Suriye’de Yeni Bir Dönem- Evren ATCI- Yeni Meram Gazetesi
Suriye, son on yılı aşkın bir süredir iç savaşın yıkıcı etkileriyle mücadele ediyor. Milyonlarca insanın hayatını kaybettiği, milyonlarcasının evini terk etmek zorunda kaldığı bu trajik süreç, uluslararası dengeleri de derinden etkiledi. Ancak son dönemde, Suriye siyasetinde dikkat çekici bir gelişme yaşandı: Esad rejiminin geleceği yeniden sorgulanmaya başlanırken Esad ülkeyi terk ederek Rusya’ya sığındı. Beşar Esad, 2011'de başlayan halk ayaklanmalarını bastırarak iktidarını korumayı başarmış olsa da, bu süreçte hem ülke içinde hem de uluslararası arenada önemli ölçüde zemin kaybetti. Rusya ve İran'ın desteği sayesinde iktidarını sürdürebildiği bir gerçek. Ancak bu destekler bile sınırsız değil. Özellikle Rusya’nın Ukrayna savaşıyla birlikte artan askeri ve ekonomik yükleri, Suriye’deki varlığını daha dikkatli yönetmesini gerektiriyor. İran ise kendi iç krizleriyle boğuşurken, bölgedeki etkisini sürdürmeye çalışıyor.Son aylarda bölgede, Esad’ın iktidarı bırakması ve Suriye’nin yeni bir döneme geçiş yapması gerektiğine dair söylemler yeniden yüksek sesle dillendirlmeye başlarken geçtiğimiz Cumartesi Günü devrik Suriye Lideri Esad ülkesini terk ederek Rusya’ya irtica etti.Esad’ın Suriye’yi terk etmesi, elbette bölgedeki sorunların hemen çözülmesini sağlamayacak. Ancak bu, hem Suriye halkı hem de uluslararası toplum için yeni bir başlangıç olabilir. Bu noktada kritik sorular ortaya çıkıyor: Esad sonrası bir Suriye nasıl bir liderlikle yönetilecek? Ülkenin toprak bütünlüğü sağlanabilecek mi? Mültecilerin geri dönüşü nasıl gerçekleştirilecek?Uluslararası toplumun bu sorulara birlikte cevap bulması gerekiyor. Özellikle Birleşmiş Milletler’in öncülüğünde yapılacak kapsamlı bir barış süreci, Suriye halkının yıllardır özlemini duyduğu barış ve refahı sağlayabilir.

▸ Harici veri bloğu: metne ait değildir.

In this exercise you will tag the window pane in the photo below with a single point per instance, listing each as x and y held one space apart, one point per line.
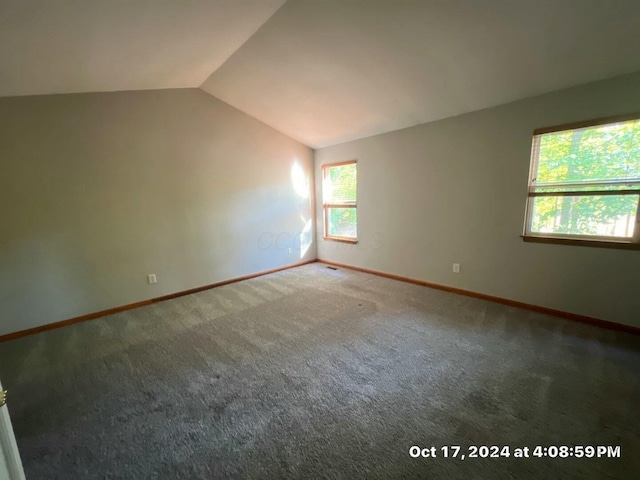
602 215
340 185
605 152
342 222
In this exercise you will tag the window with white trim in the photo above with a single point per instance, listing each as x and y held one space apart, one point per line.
584 184
339 201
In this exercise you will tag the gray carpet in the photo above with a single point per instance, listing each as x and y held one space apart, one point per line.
315 373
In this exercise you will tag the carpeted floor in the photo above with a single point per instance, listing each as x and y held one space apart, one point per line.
316 373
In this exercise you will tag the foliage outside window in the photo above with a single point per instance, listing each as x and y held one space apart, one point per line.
339 195
584 183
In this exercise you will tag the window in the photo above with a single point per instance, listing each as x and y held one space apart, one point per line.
584 184
339 192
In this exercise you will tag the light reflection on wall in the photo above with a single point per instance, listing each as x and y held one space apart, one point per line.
302 187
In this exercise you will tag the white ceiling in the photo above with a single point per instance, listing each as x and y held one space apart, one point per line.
65 46
321 71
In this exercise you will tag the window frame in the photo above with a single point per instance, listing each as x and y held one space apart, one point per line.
326 206
630 243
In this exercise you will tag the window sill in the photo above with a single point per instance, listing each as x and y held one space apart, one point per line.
341 239
580 242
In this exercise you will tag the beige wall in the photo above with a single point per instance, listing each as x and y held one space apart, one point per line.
455 190
99 190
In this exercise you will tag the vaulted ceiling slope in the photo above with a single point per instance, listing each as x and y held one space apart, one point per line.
328 71
69 46
321 71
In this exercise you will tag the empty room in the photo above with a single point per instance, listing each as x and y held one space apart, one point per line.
300 239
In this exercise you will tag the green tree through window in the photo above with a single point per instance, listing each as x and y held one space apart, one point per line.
339 198
585 182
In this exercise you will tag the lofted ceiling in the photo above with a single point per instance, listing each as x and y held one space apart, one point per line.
321 71
69 46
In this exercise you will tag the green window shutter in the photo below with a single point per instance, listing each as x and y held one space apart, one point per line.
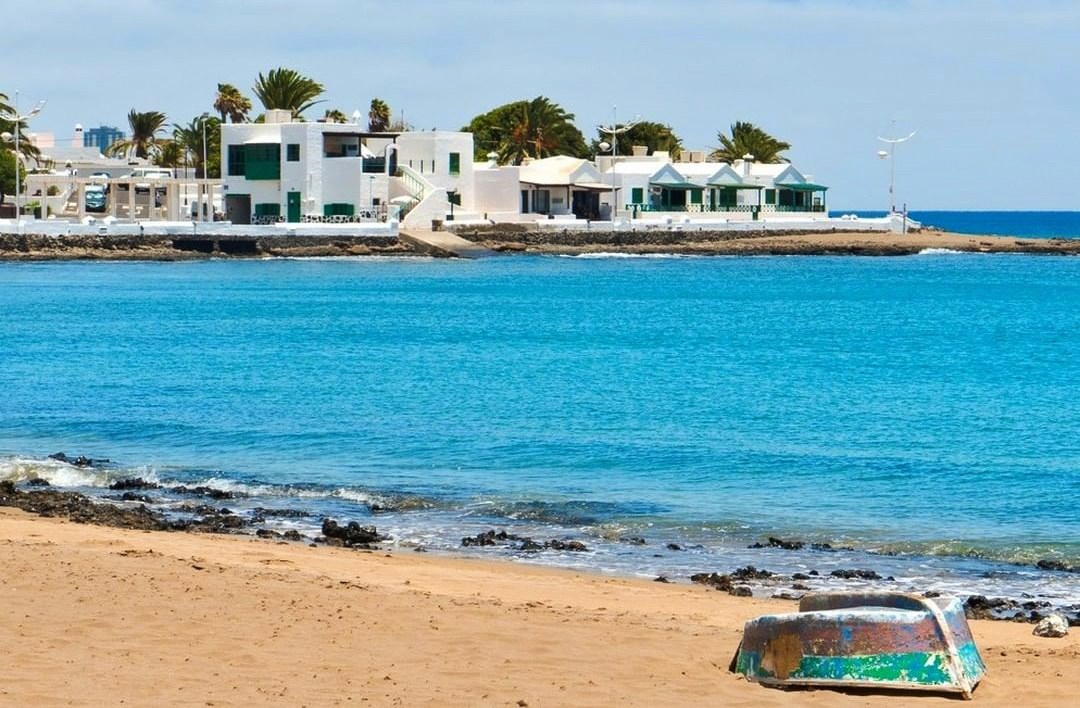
235 161
262 161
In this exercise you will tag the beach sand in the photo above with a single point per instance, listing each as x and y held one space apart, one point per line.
514 240
103 616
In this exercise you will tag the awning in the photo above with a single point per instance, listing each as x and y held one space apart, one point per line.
804 187
677 186
740 186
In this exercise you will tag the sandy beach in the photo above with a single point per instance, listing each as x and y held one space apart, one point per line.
94 615
511 240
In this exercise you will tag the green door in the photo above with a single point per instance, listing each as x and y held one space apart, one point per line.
294 207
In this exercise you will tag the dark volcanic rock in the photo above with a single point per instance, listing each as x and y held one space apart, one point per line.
554 544
1056 564
515 542
80 461
713 580
751 573
283 514
980 607
132 497
205 491
352 534
80 508
136 484
856 574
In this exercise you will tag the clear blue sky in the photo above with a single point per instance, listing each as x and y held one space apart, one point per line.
990 85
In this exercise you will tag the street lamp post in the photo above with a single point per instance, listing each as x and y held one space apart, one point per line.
615 132
16 119
891 157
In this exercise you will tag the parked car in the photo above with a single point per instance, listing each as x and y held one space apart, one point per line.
96 199
148 175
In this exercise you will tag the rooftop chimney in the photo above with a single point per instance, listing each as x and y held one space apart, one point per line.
278 116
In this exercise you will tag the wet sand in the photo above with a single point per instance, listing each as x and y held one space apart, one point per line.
95 615
514 240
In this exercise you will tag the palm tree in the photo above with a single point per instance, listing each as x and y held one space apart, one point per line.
652 135
170 154
26 147
527 128
144 135
378 117
287 90
231 104
190 139
747 138
335 116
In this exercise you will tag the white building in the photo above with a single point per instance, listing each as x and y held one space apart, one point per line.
649 186
292 172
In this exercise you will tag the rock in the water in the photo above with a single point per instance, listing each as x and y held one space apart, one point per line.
351 534
133 484
852 574
1054 626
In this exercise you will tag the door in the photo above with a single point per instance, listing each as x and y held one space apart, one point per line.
238 208
293 215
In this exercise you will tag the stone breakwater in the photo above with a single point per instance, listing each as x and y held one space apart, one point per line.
30 246
522 237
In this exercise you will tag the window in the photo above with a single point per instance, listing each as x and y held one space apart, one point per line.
235 161
541 201
339 208
262 161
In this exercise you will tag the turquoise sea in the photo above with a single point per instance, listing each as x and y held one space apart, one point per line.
920 413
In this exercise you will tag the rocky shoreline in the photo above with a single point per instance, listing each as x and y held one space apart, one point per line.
42 247
515 239
520 239
135 504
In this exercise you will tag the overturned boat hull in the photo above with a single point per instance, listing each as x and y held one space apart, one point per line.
885 640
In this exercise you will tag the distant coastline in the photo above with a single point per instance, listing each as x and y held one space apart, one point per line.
511 239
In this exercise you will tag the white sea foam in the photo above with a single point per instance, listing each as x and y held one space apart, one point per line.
612 255
943 252
62 474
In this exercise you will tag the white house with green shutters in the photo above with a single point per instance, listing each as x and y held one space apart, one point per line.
283 171
653 186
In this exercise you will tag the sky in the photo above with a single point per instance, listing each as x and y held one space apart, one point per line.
989 85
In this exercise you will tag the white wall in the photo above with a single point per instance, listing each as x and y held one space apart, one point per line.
433 150
497 191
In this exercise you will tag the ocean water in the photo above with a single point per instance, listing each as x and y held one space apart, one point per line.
919 413
1026 225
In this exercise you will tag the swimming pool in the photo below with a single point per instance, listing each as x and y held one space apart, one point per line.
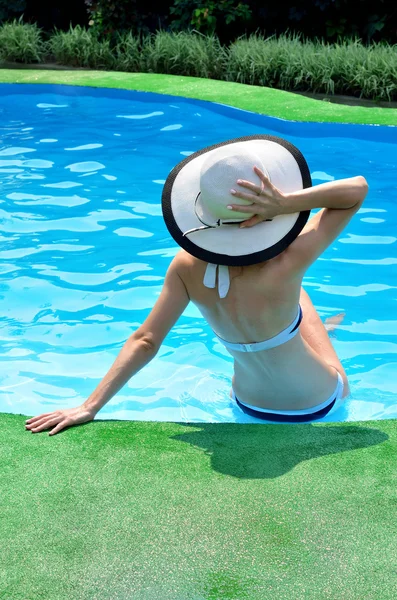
84 252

Türkiye, Suriye krizinde en aktif rollerden birini üstlenen ülkelerden biri. Hem güvenlik kaygıları hem de milyonlarca Suriyeli mülteciye ev sahipliği yapması, Ankara’yı bu sürecin merkezine yerleştiriyor. Türkiye’nin Esad sonrası döneme yönelik tutumu, bölgesel istikrar açısından kritik öneme sahip. Özellikle mültecilerin dönüşü ve PYD-YPG tehdidinin bertaraf edilmesi, Türkiye’nin öncelikli hedefleri arasında yer alıyor. Önümüzdeki süreçte Ortadoğu’da barış isteniyorsa Suriye halkının iradesinin merkezde olduğu bir yol haritası belirlenmeli ve uluslararası toplum bu süreci desteklemelidir. Suriye’nin yeniden inşası, ancak halkın ihtiyaçlarını ve haklarını önceleyen bir yaklaşımla mümkün olabilir. Esad sonrası Suriye’nin nasıl bir geleceğe sahip olacağı, hem bölge halklarını hem de uluslararası sistemi etkileyecek. Umut edilen, bu sürecin savaşın yıktığı bir ülkeyi yeniden barışa ve istikrara kavuşturmasıdır.